Possibly the most common fallacy, a strawman argument is when one misrepresents a position. Examples include:
- More people die in car accidents than gun deaths, so I suppose we should outlaw cars.
- Evolution says everything came from nothing
More people die in car accidents than gun deaths, so I suppose we should outlaw cars.
In response to proposed gun laws, the internet is often flooded with memes comparing gun death counts to the death count caused by some other factor (and usually a factor that involves something people are exposed to constantly, like vehicles).
The strawman is the implication that the proposed gun law is in fact banning guns, when such laws are generally only proposing to ban specific guns and tighten certain restrictions. The irony in this argument is that the other factor usually IS subject to certain restrictions, not to different from restrictions on guns.

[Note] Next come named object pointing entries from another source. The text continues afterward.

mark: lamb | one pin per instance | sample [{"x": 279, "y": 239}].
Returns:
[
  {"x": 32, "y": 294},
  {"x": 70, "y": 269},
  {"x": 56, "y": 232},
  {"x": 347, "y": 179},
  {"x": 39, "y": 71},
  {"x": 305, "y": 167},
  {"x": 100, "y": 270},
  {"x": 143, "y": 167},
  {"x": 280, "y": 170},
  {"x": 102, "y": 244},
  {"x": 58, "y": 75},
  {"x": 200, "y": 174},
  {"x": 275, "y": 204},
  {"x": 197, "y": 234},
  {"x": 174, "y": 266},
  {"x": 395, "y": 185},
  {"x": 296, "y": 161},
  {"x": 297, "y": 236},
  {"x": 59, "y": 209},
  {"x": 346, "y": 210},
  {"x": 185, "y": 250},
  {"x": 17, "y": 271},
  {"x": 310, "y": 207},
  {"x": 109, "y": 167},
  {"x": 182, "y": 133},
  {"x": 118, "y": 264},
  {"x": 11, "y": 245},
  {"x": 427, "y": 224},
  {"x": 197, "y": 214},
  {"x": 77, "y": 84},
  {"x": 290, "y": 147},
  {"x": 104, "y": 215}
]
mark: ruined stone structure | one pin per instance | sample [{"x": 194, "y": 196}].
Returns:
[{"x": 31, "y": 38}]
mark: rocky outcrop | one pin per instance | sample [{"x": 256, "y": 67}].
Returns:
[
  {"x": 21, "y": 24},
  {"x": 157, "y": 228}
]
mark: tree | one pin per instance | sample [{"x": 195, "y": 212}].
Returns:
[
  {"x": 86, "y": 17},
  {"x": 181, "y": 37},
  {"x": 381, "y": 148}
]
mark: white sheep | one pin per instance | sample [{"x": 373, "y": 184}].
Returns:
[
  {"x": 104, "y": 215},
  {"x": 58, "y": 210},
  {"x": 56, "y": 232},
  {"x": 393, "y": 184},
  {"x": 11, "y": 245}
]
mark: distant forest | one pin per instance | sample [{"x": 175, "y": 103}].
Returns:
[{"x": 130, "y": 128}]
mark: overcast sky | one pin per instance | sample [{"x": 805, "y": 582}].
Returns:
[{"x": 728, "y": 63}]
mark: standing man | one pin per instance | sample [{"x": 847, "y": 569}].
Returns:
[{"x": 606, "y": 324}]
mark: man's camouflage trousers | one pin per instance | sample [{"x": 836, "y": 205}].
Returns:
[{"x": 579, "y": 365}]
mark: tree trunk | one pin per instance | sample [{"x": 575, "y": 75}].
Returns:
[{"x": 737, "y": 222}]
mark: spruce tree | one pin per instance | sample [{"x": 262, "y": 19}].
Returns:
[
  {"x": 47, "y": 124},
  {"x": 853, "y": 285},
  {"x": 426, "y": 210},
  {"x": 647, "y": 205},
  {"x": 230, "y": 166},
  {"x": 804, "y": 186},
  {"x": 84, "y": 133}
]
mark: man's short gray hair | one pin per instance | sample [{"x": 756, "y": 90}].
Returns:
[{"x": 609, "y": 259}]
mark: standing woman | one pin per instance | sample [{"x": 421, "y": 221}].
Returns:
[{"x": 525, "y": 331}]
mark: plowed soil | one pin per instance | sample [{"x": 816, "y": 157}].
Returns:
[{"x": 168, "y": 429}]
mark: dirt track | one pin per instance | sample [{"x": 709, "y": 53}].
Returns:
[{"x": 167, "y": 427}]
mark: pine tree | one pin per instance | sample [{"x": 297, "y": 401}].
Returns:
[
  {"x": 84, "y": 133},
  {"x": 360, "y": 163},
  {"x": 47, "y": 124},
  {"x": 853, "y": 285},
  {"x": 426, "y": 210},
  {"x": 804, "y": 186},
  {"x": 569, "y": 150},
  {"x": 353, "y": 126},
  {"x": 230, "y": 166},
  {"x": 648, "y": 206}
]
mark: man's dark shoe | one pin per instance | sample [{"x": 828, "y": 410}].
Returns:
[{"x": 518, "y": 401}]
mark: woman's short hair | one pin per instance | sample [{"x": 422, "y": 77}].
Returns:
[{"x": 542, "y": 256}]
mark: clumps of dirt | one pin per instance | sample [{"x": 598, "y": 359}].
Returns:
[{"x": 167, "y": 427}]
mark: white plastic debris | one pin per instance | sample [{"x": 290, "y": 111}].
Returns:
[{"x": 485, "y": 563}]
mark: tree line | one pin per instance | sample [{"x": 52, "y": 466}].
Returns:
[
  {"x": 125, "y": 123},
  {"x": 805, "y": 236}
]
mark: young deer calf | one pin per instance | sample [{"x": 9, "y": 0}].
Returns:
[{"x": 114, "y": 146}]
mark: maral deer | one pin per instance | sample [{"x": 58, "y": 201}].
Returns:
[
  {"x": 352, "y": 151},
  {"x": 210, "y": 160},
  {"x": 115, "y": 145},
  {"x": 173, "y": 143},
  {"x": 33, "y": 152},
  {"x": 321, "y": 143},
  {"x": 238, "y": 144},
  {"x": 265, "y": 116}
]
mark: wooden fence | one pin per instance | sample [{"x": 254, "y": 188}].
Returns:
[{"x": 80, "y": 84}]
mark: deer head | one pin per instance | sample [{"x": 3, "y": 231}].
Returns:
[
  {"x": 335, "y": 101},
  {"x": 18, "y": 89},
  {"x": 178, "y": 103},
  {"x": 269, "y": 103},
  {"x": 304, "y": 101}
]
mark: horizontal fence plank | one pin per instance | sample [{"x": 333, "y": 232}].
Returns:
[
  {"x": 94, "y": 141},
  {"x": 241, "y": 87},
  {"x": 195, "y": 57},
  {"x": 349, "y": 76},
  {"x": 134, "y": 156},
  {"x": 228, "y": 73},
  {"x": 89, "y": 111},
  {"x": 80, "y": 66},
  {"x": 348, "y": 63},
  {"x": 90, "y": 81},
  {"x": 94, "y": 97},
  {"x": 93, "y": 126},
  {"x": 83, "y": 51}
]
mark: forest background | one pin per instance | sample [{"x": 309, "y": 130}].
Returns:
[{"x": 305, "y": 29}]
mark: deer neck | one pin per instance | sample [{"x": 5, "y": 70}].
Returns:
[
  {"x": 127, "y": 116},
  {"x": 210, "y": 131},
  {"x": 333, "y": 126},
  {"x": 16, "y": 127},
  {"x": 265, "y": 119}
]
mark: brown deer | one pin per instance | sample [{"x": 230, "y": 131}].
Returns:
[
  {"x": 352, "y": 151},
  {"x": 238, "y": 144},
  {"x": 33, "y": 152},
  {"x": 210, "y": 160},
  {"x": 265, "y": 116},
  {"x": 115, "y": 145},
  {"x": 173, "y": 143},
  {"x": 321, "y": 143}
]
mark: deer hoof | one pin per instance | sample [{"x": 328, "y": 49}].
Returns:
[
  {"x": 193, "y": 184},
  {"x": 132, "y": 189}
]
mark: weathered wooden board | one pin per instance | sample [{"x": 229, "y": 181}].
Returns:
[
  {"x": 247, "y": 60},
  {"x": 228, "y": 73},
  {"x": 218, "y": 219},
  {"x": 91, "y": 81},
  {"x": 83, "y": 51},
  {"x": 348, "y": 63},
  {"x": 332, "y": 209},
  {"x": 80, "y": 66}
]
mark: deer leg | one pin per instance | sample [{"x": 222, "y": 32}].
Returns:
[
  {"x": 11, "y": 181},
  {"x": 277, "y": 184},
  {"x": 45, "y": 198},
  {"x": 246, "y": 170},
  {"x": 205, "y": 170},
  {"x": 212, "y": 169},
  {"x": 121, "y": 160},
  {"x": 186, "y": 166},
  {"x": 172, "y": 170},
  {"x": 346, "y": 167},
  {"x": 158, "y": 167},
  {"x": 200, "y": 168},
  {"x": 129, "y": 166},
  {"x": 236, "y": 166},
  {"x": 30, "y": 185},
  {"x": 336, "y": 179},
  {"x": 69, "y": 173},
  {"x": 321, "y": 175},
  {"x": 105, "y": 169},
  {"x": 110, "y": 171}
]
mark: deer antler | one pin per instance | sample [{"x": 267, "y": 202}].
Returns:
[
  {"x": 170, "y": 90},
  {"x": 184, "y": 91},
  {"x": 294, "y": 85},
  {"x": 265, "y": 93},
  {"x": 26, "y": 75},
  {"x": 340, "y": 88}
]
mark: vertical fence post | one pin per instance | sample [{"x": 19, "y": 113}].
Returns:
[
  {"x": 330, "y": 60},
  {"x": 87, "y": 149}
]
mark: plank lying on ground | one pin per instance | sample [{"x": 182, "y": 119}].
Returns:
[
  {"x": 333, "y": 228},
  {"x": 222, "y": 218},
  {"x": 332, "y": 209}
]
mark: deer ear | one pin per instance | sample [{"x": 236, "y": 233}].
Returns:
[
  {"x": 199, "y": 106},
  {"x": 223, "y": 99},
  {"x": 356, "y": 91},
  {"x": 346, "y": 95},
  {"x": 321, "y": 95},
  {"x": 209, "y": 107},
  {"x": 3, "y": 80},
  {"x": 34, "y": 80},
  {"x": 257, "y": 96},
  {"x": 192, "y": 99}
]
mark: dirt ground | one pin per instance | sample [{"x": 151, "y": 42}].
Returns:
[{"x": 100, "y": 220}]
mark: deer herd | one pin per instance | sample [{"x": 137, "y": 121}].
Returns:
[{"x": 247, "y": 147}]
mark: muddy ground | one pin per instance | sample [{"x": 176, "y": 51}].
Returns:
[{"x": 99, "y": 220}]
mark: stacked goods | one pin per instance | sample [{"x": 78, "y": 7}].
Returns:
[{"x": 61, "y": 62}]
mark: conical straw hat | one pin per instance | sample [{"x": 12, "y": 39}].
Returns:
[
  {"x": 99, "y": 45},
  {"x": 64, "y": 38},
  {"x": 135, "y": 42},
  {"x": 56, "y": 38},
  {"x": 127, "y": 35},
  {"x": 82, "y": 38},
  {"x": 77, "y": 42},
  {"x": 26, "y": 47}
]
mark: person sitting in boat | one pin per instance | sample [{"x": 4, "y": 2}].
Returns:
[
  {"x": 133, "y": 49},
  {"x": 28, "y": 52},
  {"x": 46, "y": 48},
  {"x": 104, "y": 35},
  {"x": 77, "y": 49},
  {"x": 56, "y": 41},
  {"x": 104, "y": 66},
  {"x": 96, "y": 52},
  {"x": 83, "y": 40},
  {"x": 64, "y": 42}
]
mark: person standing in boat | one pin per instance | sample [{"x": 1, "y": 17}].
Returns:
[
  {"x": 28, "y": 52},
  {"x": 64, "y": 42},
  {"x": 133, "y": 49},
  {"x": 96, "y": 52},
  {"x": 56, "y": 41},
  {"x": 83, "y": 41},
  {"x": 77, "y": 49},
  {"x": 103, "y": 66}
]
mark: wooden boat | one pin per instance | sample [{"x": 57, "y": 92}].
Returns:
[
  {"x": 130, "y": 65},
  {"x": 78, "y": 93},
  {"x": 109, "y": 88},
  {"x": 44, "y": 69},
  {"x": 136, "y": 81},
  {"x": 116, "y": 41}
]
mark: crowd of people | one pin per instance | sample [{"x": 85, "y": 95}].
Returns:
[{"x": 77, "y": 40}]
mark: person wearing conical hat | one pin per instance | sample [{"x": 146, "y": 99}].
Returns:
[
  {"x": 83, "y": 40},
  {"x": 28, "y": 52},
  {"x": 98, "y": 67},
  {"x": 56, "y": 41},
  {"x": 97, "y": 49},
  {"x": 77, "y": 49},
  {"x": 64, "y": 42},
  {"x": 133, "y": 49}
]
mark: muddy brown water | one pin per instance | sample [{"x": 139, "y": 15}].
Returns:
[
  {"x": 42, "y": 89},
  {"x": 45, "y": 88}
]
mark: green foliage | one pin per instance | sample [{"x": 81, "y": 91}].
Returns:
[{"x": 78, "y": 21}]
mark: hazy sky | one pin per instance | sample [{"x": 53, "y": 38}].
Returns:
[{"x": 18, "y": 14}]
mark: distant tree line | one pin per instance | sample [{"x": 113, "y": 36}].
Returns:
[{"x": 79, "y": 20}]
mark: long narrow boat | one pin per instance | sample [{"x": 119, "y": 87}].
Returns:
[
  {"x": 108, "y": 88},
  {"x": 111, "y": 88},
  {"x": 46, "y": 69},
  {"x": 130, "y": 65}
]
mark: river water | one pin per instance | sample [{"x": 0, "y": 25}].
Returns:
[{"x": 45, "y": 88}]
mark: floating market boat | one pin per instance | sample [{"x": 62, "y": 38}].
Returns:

In the case of vehicles, there are countless regulations automakers must conform to safety protocols.
Evolution says everything came from nothing
Often when attempting to refute evolution, creationists will muddle the difference between biological evolution (where modern life has evolved from previous forms) with various other sciences (in this case, either the origins of life (abiogenesis) or the origins of the universe, which is more in the realm of cosmology. Whereas biological evolution has been demonstrated through the fossil record, homologous and vestigial structures, DNA, and various other facts that independently point to evolution, the origins of life and the universe itself are comparatively in their infancy. By muddling all of this, creationists often downplay just how established evolution actually is.